Meinen einsamen Tod mit zweiundsechzig in einer Vollmondnacht, wie sich meine Wölfinseele auflöste.

„Aria.“ Seine Stimme wurde kalt, trug die Warnung eines Alphas in sich. „Wenn du ein Problem hast, dann löse es auf die Weise der Werwölfin. Benimm dich nicht wie ein unreifer Welpe, der einen Wutanfall bekommt.“

Ich zog die Lippen zu einem sarkastischen Lächeln hoch. „Ich bekomme keinen Wutanfall. Ich will nur... mich ausruhen.“

Bevor ich den Satz beenden konnte, wurde die Tür heftig aufgerissen.

Mason und Maya stürmten herein, ihre kleinen Gesichter voller Wut auf mich.
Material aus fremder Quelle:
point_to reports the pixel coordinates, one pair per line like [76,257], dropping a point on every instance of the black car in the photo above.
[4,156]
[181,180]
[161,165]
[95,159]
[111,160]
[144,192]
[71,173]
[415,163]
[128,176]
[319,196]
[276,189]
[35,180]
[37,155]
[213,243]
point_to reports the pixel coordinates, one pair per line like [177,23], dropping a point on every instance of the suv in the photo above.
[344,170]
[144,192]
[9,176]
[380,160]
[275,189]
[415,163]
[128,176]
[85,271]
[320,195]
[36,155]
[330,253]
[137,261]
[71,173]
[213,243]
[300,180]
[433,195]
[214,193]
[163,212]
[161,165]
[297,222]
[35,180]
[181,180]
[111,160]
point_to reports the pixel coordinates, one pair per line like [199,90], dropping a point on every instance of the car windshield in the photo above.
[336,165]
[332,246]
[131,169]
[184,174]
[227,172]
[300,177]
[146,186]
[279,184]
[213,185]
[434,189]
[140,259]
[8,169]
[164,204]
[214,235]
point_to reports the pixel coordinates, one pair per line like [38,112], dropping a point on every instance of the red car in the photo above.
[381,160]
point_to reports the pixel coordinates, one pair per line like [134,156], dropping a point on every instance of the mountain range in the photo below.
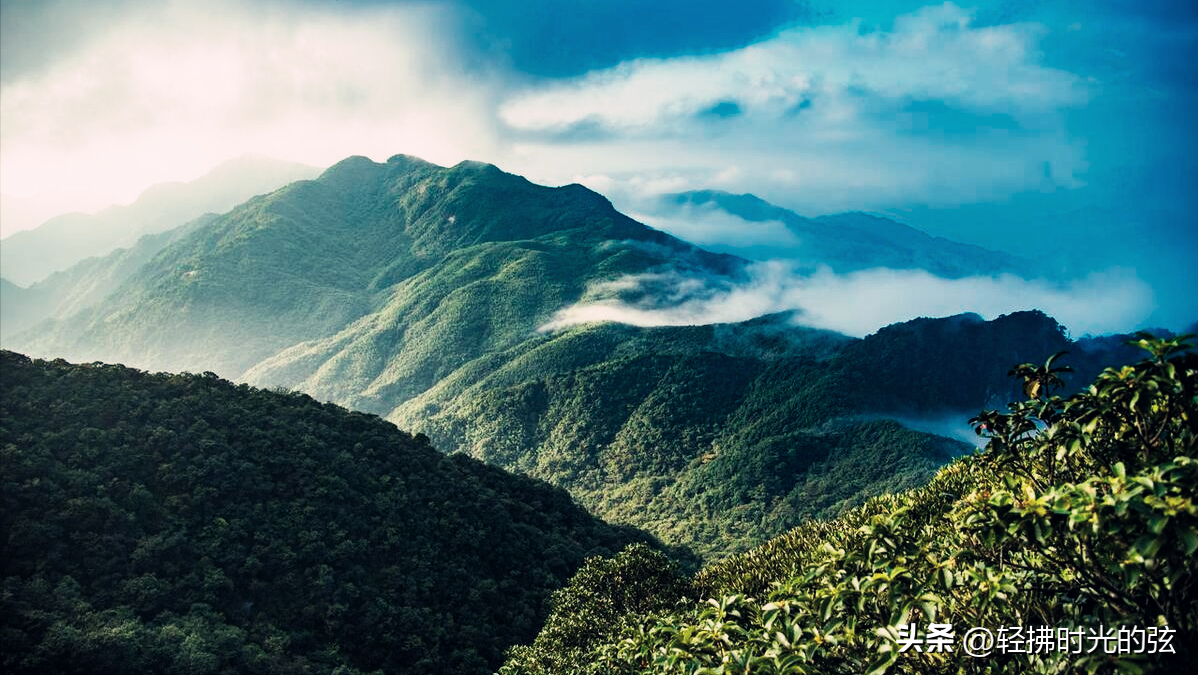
[180,522]
[846,242]
[421,293]
[31,255]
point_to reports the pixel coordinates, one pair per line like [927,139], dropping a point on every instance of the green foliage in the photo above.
[183,524]
[604,597]
[1079,514]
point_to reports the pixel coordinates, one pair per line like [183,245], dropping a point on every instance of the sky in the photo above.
[1056,130]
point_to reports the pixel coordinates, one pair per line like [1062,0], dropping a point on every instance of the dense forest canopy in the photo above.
[185,524]
[1081,516]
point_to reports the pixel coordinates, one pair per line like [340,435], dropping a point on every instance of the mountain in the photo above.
[853,241]
[30,255]
[720,437]
[367,264]
[82,285]
[162,523]
[1079,513]
[419,293]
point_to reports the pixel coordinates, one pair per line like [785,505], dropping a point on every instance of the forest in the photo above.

„Mama ist zu faul!“ kreischte Maya, ihre Stimme war fast ein Heulen. „Wir wollen, dass Tante Isabella sich um uns kümmert! Ihr Duft ist der angenehmste!“

Mason fiel ein: „Tante Isabella ist netter als du, stärker als du, millionenfach besser als du! Sie ist die wahre Luna unseres Rudels!“

Ethans Augen blieben auf meinem Gesicht haften, als wartete er darauf, dass ich nachgab, meinen beruhigenden Omega-Duft wieder freizusetzen.

Doch ich atmete nur tief ein und sagte leise: „Wenn ihr doch meint, sie sei so großartig, dann holt sie doch ins Haupthaus. Ich habe nichts dagegen.“

Die Luft erstarrte augenblicklich.

Sogar das Mondlicht schien stehen zu bleiben.

Ethans Gesicht verdunkelte sich vollständig.

Der Druck des Alphas war fast erstickend.

„Bist du dir sicher?“, fragte er, ein Wort nach dem anderen, ein Sturm, der sich in seinen goldenen Wolfaugen zusammenbraute.

Ich kämpfte gegen den Druck an und atmete schwer, aber entschlossen, tief ein. „Absolut sicher.“

„Vater, lass uns gehen!“ Maya zupfte ungeduldig an Ethans Kleidung. „Ich will, dass Tante Isabella sofort herkommt! Bei ihr ist es zu eng!“

„Mit Tante Isabella brauchen wir dich nicht!“ Mason zog eine knurrende Grimasse. „Du kannst gehen! Verlass dieses Rudel! Unser Rudel hat keine Verwendung für ein wertloses Omega!“

Ethan warf mir einen letzten Blick zu.

Als er sah, dass ich noch immer ungerührt war, nicht einmal mit der Wimper zuckte, drehte er sich endlich um und schritt mit den beiden jubelnden Welpen davon.

Ich stand da, lauschte ihren davon eilenden Schritten und den aufgeregten Jaulern der Welpen und schloss sanft die Augen.

Bald würde ich ihnen geben, was sie sich wünschten.

Ich würde sie vollständig verlassen, dieses Rudel verlassen, diese erstickende Gefährtenbindung.